New opportunities exist, such as under health care reform. So having that
ongoing relationship to understand opportunities to improve care will be -- is
really important, especially in the coming years.
[David Nolley]
Okay. Well Jim, if I may, I want to target you with this one because they both
touched on something that maybe you can expand on. Now that our viewers know
this data is available, what advice would you give them about accessing and
using the data?
[Jim Crouch]
Well, the simplest thing would be to get on their Web browser and search out
"California Rural Indian Health Board." Our Web address is www.crihb.org, and
you can find under the research tab a whole series of publications that we've
put together at the direction of the CMS TTAG.
[Carol Korenbrot]
On the slide, it shows that you have to go into the "Policy In Action" part,
which is how we view data -- not to just collect data and archive it, but to put
policy into action, and you'll find the "Research" tab under that, and national
documents under that particular part as well.
[David Nolley]
Well, this question again is for the group. What's the future of the project? Do
you see any further developments on the horizon?
[Jim Crouch]
Oh, we're doing some really exciting work right now, and it particularly
pertains to how the mix of resources -- CMS and IHS resources differ by IHS
area. You might think that the Indian Health Service has a uniform sort of
resource allocation process, but actually it's an alluvial thing that's grown up
over time, and so that when the Medicaid program became available for billing in
'76, the IHS really never took advantage of it, and over time they've learned to
coordinate better with it.
So we're doing some research on how much reimbursement is coming in per IHS
client through all their providers, not just the IHS provider site, and we hope
that it will help inform the IHS and their allocation of the Indian Health Care
Improvement Fund monies -- that's a special pot of funds that Congress set aside
to improve funding equity. The IHS is not a defined benefit system. It's sort of
like discretionary. What happens depends on funding availability, the local
leadership of the tribe or the IHS system. It's a real mix, and this next
research we're going to do is, I think, going to be very informative to how the
agency can affirmatively make sure that there's equal access across all of
Indian country.
[David Nolley]
Okay. And where can our audience find more information about this project?
[Jim Crouch]
Well, I think the IHS Web page is a good place go under "Non-Medical Programs."
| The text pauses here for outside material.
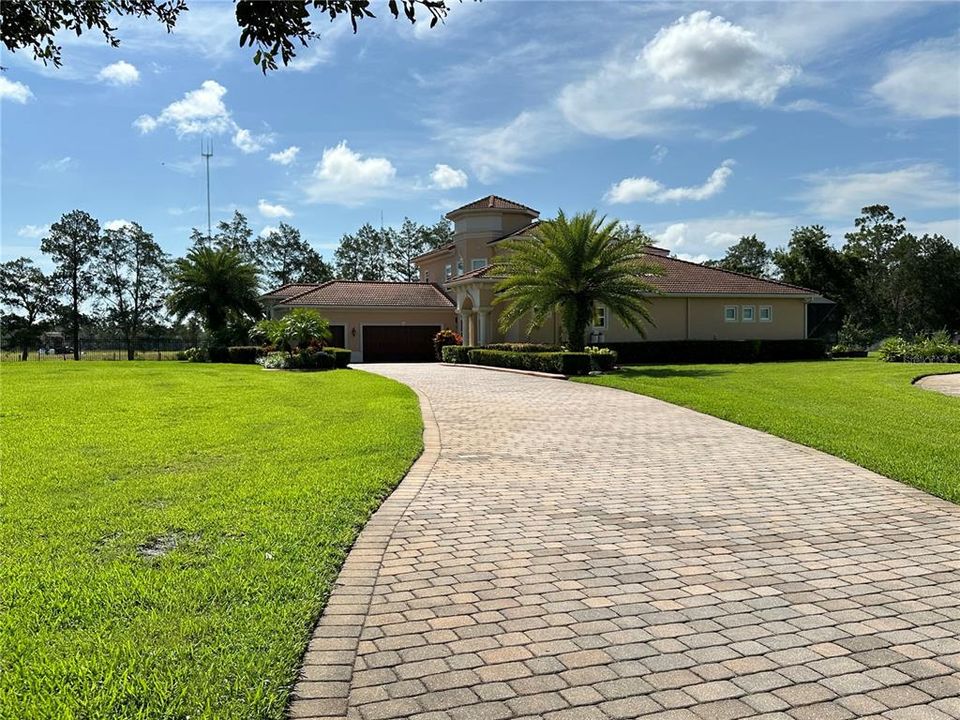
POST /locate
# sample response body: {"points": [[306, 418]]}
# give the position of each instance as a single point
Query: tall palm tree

They have a whole section on the Indian Health Care Improvement Fund, and of
course as our work gets done we'll be reporting out to the Centers for Medicare
& Medicaid Services Tribal Advisory Group, and the TTAG. So attending those
meetings is another good way to stay informed of how this research is evolving
over time.
[David Nolley]
Thanks Jim. I'd like to thank all of our panelists for their contribution to
this discussion and for joining us today. Kitty?
[Kitty Marx]
We've covered a lot of information today. I'd like to thank Jim Crouch, Carol
Korenbrot, and Joan O'Connell for sharing their insight on the impact of
Medicare and Medicaid data on Indian Country. We're at the end of our Medicine
Dish show, and I want to thank you for your participation in our broadcast. Our
next broadcast will be on the third Wednesday of June. That's June 15th, at 1:30
p.m. Eastern Time. You can access previous Medicine Dish programs at a new
location on the NIH Website, videocast.nih.gov. Go to "Past Events." Select
"Trainings and Meetings," and then select "CMS Centers for Medicare and Medicaid
Services," or find us on YouTube under Medicine Dish.
Thank you, and I hope you enjoyed and benefited from today's Medicine Dish show.
I'm Kitty Marx, host of Medicine Dish, wishing you a very productive day.